Cross country is like poker in that you need five good cards. And OSU was holding four of a kind while Stanford held three of a kind.

Dave Smith knows his stuff. The Oklahoma State coach usually holds his cards close to his vest, but in interviews leading up to the meet he let it be known that he thought Wisconsin was a title threat. The Badgers were second with 2k to go, but #4 runner Elliot Krause cratered in the last half-mile (possibly due to injury) and Wisconsin fell to third. Had he held on the Badgers would have easily been second, and possibly had enough to win if Oklahoma State had experienced an off day.

The Pac-10 shit the bed. Or was ridiculously over-rated. One or the other. Summary:
Stanford poll #1, finished #4
Oregon poll #3, finished #6
Cal poll #18, finished #31 (last)
Washington poll #4, finished #16
Oregon poll #6, finished #12
Stanford poll #7, finished #13
Arizona poll #9, finished #11

It’s not as if Pac-10 teams haven’t done well in recent years. Just not this year.

The wind wasn’t that big of a factor. Maybe I’m a bit biased; I live in a part of the country where 15-20 mph winds only qualifies as “breezy”. But remember, this is a big race with a lot of runners at more or less the same competitive level. Most athletes could hide in a pack.  Only the frontrunners had to worry about the wind.

Or did they? Sam Chelanga led pretty much the entire race, and won going away. But he was a prohibitive favorite, so maybe he’s not the best example. Luke Puskedra is. The Oregon Duck finished third, a big surprise. He was alone in third with no one to break the wind for him for more than half of the race, yet he could not be reeled in. And at 6’ 5”, you’d figure the wind would have made a big difference to such a big man.

My college team didn’t like the wind, but we most certainly didn’t fear it.

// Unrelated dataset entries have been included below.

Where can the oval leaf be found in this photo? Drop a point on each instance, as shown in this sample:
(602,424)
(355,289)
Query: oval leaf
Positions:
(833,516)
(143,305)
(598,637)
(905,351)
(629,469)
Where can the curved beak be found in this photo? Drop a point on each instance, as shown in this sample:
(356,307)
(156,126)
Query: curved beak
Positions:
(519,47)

We faced it every day from October through May. The only major impact the wind may have had on yesterday’s races is to cause fear. And fear makes people do rash, stupid things—such as making major changes to race strategy.

Pre-Nats doesn’t matter much. At least not to the top teams. Fivce of the top ten men’s teams yesterday didn’t even go to Pre-Nats. Runner-up Florida State’s men’s team was third in the Pre-Nats blue race, 111 points behind Stanford, who took fourth yesterday. Iona was also ahead of FSU at Pre-Nats and took eighth yesterday. BYU’s men were second in the White race at Pre-Nats and took 18th yesterday.

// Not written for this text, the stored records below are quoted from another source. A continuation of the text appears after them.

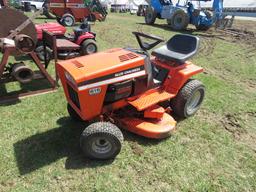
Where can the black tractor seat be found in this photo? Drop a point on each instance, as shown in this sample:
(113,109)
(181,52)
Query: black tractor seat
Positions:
(179,48)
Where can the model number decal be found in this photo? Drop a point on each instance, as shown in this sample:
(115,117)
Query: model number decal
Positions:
(95,91)
(127,72)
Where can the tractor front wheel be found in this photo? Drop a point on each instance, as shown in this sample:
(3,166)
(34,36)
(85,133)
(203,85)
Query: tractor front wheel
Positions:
(180,20)
(189,99)
(88,47)
(150,16)
(68,20)
(101,140)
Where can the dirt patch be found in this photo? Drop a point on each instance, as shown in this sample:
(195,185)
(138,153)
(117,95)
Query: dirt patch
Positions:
(136,148)
(233,125)
(207,44)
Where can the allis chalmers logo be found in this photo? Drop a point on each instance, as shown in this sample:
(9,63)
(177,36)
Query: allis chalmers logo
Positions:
(127,72)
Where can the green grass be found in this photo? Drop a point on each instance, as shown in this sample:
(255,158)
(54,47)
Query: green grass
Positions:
(215,150)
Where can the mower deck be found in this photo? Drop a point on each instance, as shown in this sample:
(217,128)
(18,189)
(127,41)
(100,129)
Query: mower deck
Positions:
(151,99)
(151,128)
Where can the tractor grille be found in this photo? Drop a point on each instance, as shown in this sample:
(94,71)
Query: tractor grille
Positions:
(73,96)
(127,57)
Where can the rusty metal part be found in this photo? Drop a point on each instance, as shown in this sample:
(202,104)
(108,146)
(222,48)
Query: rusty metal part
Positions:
(24,43)
(22,73)
(14,22)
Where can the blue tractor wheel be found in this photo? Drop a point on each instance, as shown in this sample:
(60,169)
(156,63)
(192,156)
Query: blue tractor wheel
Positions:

On the women’s side it wasn’t much different. Only four of the top ten women’s teams at the NCAA Championships went to Pre-Nats. The top teams who did go didn’t do as poorly—division champs Florida State and Georgetown were 2nd and 4th yesterday—but it’s still true that Pre-Nats is basically for teams trying to qualify to the NCAA Championships, not teams trying to win stuff when they get there.

The NCAA is in for a flaming. The webcast of yesterday’s meet was “craptastic”, to quote one online observer. Not only were those who watched it online cheated, the people there in person were as well. (There’s a big video board showing the camerawork, and at the finish unless you’re in the first row along the fence you can’t see what’s happening.)

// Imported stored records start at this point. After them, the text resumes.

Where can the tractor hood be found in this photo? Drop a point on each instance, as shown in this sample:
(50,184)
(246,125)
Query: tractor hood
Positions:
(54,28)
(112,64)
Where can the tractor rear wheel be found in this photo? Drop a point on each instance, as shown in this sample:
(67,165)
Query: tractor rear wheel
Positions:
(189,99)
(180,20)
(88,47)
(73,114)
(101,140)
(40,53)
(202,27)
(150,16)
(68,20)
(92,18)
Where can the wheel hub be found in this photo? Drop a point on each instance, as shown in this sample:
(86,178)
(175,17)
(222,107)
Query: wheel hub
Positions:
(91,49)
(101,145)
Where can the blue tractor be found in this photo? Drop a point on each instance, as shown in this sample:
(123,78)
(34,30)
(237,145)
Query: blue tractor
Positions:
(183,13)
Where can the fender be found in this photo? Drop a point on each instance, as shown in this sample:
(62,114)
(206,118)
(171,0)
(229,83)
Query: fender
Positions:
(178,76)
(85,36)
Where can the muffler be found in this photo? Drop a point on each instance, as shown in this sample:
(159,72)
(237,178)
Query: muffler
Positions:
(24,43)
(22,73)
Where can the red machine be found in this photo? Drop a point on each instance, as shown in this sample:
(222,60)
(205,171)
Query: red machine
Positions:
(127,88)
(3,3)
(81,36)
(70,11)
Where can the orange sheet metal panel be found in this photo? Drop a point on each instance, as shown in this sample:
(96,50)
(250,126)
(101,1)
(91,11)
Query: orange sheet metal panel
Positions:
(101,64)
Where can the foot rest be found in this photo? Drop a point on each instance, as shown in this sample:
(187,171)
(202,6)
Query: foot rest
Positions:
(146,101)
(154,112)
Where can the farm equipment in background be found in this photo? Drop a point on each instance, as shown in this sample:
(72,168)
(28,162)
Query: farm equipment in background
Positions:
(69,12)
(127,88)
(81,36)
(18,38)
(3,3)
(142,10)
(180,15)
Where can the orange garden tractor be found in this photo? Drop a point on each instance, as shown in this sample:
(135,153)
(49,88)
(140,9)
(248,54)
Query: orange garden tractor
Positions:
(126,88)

Indiana State and produced a great webcast of the Pre-Nationals invite. They made offers to the NCAA to do the championships webcast for free, which were declined. Instead some other company was brought in, one which had no experience producing cross-country meets.

For whatever reason, no camera on the lead truck was used. (At Let’s Run it was said that this was due to contractual obligations, but I can’t understand why.) The plan was to use cameras atop towers set around the course, but high winds nixed that. So we were left with one single camera at the press box, which often got basically no images of runners at all when they were on the far reaches of the course.

And then, at the men’s finish, a camera failed. The picture switched to another camera...which failed. And then when another was used, then they did the obligatory post-finish shot of the winner while the rest of the race was still being fought.

The wrath of the Let’s Run faithful will likely rain down on the appropriate people, if it hasn’t already. When ESPN screwed the USATF coverage last summer, its ombudsman reported an unprecedented response.